DSU administration undergoes changes: Officials heed advice of auditAfter experiencing a tumultuous 2011-12 school year, there are several administrative changes in store for Dickinson State University, officials said.
By: Katherine Grandstrand, The Dickinson Press
After experiencing a tumultuous 2011-12 school year, there are several administrative changes in store for Dickinson State University, officials said.
Many changes take effect Sunday, when fiscal year 2013 begins, DSU director of university relations Marie Moe said Wednesday.
The changes are a chance for DSU to wipe the slate clean and start fresh in the fall, she said.
“This is an opportunity for us to accept the reality of what happened at DSU and to lead the institution in positive change,” Moe said.
It was recommended in an audit performed by the North Dakota state auditor that DSU combine enrollment services, university relations, multicultural affairs and financial aid.
The director of enrollment services position, formerly held by Norman Coley, was eliminated and a new department was created.
Coley was not offered an alternative position with the university. A listing for Coley could not be located.
Moe will head the enrollment services and communications division.
Outgoing North Dakota University System Chancellor William Goetz feels confident leaving NDUS, even with all the changes at the school where he was once a professor.
“I think the standing of the university today is very good,” he said Thursday. “There’s a lot of optimism on the campus, there’s optimism by the faculty, the administration. I know the president is very optimistic about the future and the continuation of good, quality education at the university.”
Goetz’s last day as chancellor is today, although he will be available to his replacement, Hamid “Ham” Shirvani, for the next two months in a consulting capacity, Goetz said.
This past spring saw many changes in the administration of DSU, including the retirement of Registrar Marshall Melbye and most recently of Vice President of Business Affairs Alvin Binstock, whose retirement is effective Saturday.
Jon Brudvig, vice president for academic affairs, and Hal Haynes, vice president for student development, tendered their resignations earlier this year.
A permanent replacement, Kathleen Meyer, was found for the registrar.
The university is performing a nationwide search and hopes to have the academic affairs/provost position filled by the end of August, which has been held by interim Vice President Richard Brauhn. A search also will be conducted for the business affairs position.
Pattie Carr, a 13-year DSU veteran, has been appointed the interim vice president for student development.
At the beginning of the school year, former President Richard McCallum was ousted. He was replaced by interim President D.C. Coston, who was later appointed as permanent president Feb. 20.

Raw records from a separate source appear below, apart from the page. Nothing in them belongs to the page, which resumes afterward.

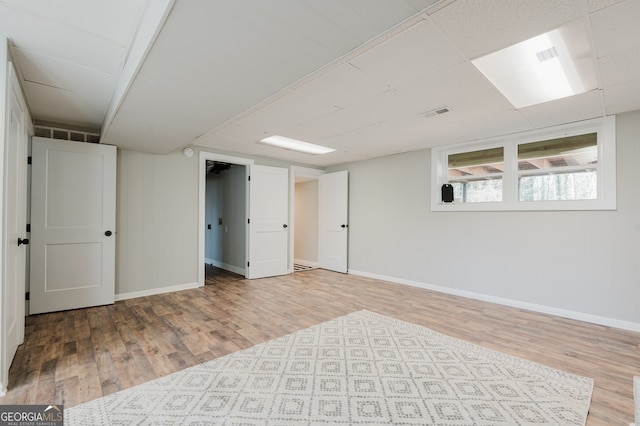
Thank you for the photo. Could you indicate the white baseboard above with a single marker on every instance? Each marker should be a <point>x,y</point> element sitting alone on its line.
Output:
<point>226,266</point>
<point>306,263</point>
<point>154,291</point>
<point>595,319</point>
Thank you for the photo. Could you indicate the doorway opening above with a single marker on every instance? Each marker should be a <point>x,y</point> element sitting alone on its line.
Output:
<point>224,204</point>
<point>225,216</point>
<point>305,244</point>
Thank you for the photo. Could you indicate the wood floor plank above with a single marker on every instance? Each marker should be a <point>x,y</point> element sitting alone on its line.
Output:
<point>76,356</point>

Ten days before, the university was rocked when Doug LaPlante, dean for the College of Education, Business and Applied Science, was found deceased in nearby Memorial Park from an apparent suicide. That same day saw the public disclosure of an audit revealing DSU had been graduating foreign students without first having completed all requirements.

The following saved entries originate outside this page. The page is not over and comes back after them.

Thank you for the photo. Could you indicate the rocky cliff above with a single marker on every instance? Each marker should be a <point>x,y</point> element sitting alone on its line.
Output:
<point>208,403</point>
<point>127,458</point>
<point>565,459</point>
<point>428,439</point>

LaPlante’s successor will be interim Dean Dawn Olson.
There were a few changes in the chairmanships of the departments, but there were no faculty resignations, Moe said.

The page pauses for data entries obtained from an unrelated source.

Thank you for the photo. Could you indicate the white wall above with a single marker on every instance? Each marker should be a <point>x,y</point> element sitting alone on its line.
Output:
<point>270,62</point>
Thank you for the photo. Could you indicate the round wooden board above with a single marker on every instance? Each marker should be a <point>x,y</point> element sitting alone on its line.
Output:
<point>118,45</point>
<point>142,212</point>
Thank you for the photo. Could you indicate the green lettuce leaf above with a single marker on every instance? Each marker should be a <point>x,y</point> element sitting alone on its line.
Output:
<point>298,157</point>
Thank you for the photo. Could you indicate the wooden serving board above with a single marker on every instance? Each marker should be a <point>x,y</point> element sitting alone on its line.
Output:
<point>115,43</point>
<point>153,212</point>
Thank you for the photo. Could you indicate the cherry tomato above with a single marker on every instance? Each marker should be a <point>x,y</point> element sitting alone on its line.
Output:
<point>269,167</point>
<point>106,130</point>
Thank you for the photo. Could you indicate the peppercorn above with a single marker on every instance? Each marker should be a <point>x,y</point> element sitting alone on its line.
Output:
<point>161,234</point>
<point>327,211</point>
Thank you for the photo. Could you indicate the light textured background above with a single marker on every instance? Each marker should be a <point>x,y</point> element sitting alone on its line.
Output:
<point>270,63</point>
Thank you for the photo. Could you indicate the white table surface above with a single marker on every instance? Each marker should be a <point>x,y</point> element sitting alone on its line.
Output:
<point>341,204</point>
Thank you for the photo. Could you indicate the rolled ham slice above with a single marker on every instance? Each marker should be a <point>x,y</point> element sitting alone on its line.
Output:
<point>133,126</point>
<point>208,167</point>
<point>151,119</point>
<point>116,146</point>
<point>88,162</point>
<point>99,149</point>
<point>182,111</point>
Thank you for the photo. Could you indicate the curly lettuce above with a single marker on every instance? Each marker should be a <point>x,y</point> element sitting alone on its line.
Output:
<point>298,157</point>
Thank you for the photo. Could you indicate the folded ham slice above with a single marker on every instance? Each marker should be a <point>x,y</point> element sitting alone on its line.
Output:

There is confidence at DSU in the new leadership, Carr said.
“I am a city girl at heart,” she said. “And it would be really hard for me to live in Dickinson without this job, without working for DSU.”
The students have been and will remain the life blood of the university, Moe said.
“We’re going to continue to do what we do best,” she said. “Training teachers, training nurses, health care professionals.”
Neither Moe nor Carr were worried about student perception of DSU.
“I think over time the activities of the past year will become more of a memory as people recall the great tradition that Dickinson State has here,” Moe said.
In her former capacity as wellness program director, Carr made calls to students who had not registered for the fall semester and only one of the 60-plus students she spoke to was upset with the university for an unrelated matter.
“Maybe they really didn’t understand all that had gone on,” she said. “Or they were forgiving, or whatever, but I was really encouraged by that.”
Carr, Goetz and Moe are all confident that DSU will remain an important part of the region and of NDUS.
“I think Dickinson plays a major part as an institution in the southwest area and particularly now with the growing population in the western part of the state,” Goetz said. “Dickinson’s role will continue and strengthen and certainly there will be a need to make certain that the institution is fulfilling its role in that area of the state.”